The man, joined now by a slightly older, unshaven man in baggy sweatpants and shoes flopping open at the toes, peered at her skeptically. The older one said something that made the one in turquoise shrug. Nina peered up at the cloudy gray sky as she waited for the two men to reach some sort of consensus. It was by no means clear that they had understood what she had said, and even more doubtful whether they recognized Peter’s name. A child cried weakly in short bursts somewhere in the darkness. Nina fidgeted uneasily and gave the man a stern look.
“Please, if the child is sick.…”
Again the older man said something to someone in the shop, a couple of voices replied, and after yet another uncertain glance at Nina, both the one in turquoise and the older man stepped aside and let her into the semidarkness.
At first she couldn’t see much. The only source of light in the garage was a single fluorescent tube at the very back, which cast a weak bluish gleam over the room. The rest of the light fixtures hung empty under the rafters in the ceiling.
The older of the two men blurted out some kind of warning and pushed Nina a little to the side on the way in. She had been about to step into a splintered hole in the rotten plywood boards that covered the long inspection pit, which ran from the doors in front toward the rear wall. There were mattresses and sleeping bags on either side of the pit, and the heavy odor of cigarettes and too many people in too little space had mixed with the original smell of oil and rusty iron.
There were people everywhere. At least that was how it looked once Nina’s eyes finally adjusted to the dim light. Some of them were curled up on mattresses and seemed to have gone to bed early. Others were sitting in small groups on the floor, talking and smoking. The ends of cigarettes glowed orangey-yellow among the men. And they were mostly men. Nina counted about twenty of various ages. There were a handful of women and, Nina guessed, a small number of children. It was hard to see exactly how many people were sleeping between all the sleeping bags, mattresses, and backpacks. Peter had said there were about fifty people living in the shop, the rest were probably still downtown begging, collecting bottles, selling flowers, or running shell games among the crowds on the pedestrian streets.
“Ápolónö.”
The man walked over to a skinny young woman who was sitting, holding a child in her arms, and pointed at Nina.

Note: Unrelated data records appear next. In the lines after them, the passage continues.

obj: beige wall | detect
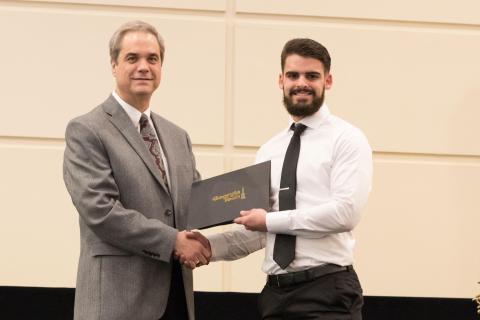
[0,0,480,297]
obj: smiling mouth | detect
[290,89,313,96]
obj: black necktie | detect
[273,123,307,269]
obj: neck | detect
[115,89,151,113]
[292,116,305,122]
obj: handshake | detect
[174,231,212,269]
[174,209,267,269]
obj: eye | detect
[125,55,137,63]
[285,71,300,80]
[305,72,320,81]
[148,55,160,63]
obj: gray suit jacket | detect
[64,96,199,320]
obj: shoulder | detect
[150,111,187,134]
[66,102,108,136]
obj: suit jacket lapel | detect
[103,95,169,193]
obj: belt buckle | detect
[268,274,280,288]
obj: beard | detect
[283,88,325,117]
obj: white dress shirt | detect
[208,105,372,274]
[112,91,170,185]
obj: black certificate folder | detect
[187,161,270,230]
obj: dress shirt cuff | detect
[266,210,292,233]
[206,233,228,262]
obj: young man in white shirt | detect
[190,39,372,320]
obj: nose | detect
[137,59,148,72]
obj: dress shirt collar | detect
[288,103,330,130]
[112,91,150,128]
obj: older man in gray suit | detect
[64,21,211,320]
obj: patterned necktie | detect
[273,123,307,269]
[140,113,168,189]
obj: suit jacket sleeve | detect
[64,120,178,262]
[207,226,266,261]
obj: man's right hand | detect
[175,231,212,269]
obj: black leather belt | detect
[267,263,353,287]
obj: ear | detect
[110,61,118,77]
[325,73,333,90]
[278,73,284,90]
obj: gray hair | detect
[109,20,165,63]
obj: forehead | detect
[283,54,325,74]
[120,31,160,54]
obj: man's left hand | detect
[233,209,267,231]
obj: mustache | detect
[289,87,315,96]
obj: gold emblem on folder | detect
[212,187,247,203]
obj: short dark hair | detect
[281,38,332,72]
[109,20,165,63]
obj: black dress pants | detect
[259,268,363,320]
[160,260,188,320]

“Ápolónö,” he repeated. The woman looked at her. The child in her arms whimpered, writhing in spite of her constant rocking motions. She looked tired, and when Nina got closer, she could smell vomit lingering in the air.

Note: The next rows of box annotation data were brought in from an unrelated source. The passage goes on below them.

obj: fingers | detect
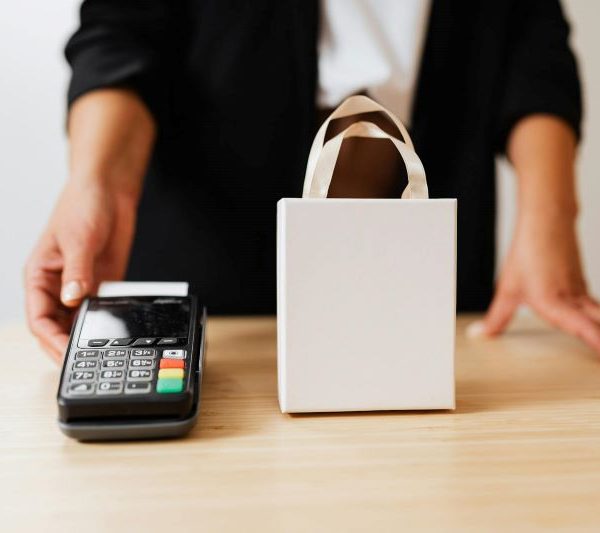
[581,296,600,324]
[533,298,600,353]
[467,289,519,337]
[25,241,71,361]
[60,240,94,307]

Nina cautiously eased the child away from the woman and laid him on one of the thin, shabby mattresses next to the inspection pit. She guessed the boy was about three. His face looked like a three-year-old’s, but his body had been small and light as a feather in her arms. He had probably eaten too little and too poorly most of his life, she was guessing. The boy winced a little when she pulled his shirt up and slid her hand over the taut skin on his belly. He didn’t have a fever, but his skin felt warm and dry, and when she gently pinched his skin between her thumb and forefinger, a soft little ridge remained on his arm for a second too long.

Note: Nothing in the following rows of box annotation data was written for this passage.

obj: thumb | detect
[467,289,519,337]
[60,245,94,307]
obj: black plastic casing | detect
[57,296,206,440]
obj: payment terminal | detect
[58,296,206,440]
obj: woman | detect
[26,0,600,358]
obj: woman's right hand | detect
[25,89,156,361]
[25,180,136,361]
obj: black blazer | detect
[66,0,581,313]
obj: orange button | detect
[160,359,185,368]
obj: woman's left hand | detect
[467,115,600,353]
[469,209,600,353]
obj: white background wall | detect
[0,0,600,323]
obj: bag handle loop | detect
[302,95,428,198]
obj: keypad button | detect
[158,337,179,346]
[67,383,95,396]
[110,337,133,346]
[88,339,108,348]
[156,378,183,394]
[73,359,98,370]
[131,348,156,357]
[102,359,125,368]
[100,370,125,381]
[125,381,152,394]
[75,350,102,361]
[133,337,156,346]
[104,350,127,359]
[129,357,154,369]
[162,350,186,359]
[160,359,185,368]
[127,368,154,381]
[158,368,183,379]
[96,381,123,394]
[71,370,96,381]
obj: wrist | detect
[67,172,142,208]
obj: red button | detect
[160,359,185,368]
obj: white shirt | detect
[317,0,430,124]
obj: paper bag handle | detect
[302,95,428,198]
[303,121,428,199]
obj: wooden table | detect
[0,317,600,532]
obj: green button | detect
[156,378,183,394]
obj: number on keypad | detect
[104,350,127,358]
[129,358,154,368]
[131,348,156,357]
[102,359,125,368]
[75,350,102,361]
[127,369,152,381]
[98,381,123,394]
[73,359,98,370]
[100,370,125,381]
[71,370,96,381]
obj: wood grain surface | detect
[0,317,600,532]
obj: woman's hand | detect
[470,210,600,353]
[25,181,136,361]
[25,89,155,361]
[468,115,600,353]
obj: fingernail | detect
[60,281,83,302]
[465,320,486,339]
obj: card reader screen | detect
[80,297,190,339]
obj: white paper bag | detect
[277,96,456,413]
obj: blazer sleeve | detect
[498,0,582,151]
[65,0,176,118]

“How long?” Nina asked, looking questioningly at the mother. The woman was surely no older than twenty-five herself but was missing two of her top teeth. She nodded as a sign that she had understood the question and held up three fingers.
“And you?”
The young woman suddenly looked embarrassed. Then she nodded and made a gesture with her hands in front of her mouth. Vomiting, Nina interpreted.
“Throw up.”
One of the young men, who had been following along nosily, now stepped in to contribute his meager English vocabulary. The woman had been sick, like her child, he explained, but it hadn’t been quite as bad. It was the kids who were really sick. They fell ill a couple of days ago. Throwing up, having nosebleeds. The man pointed meaningfully at his nose and stomach.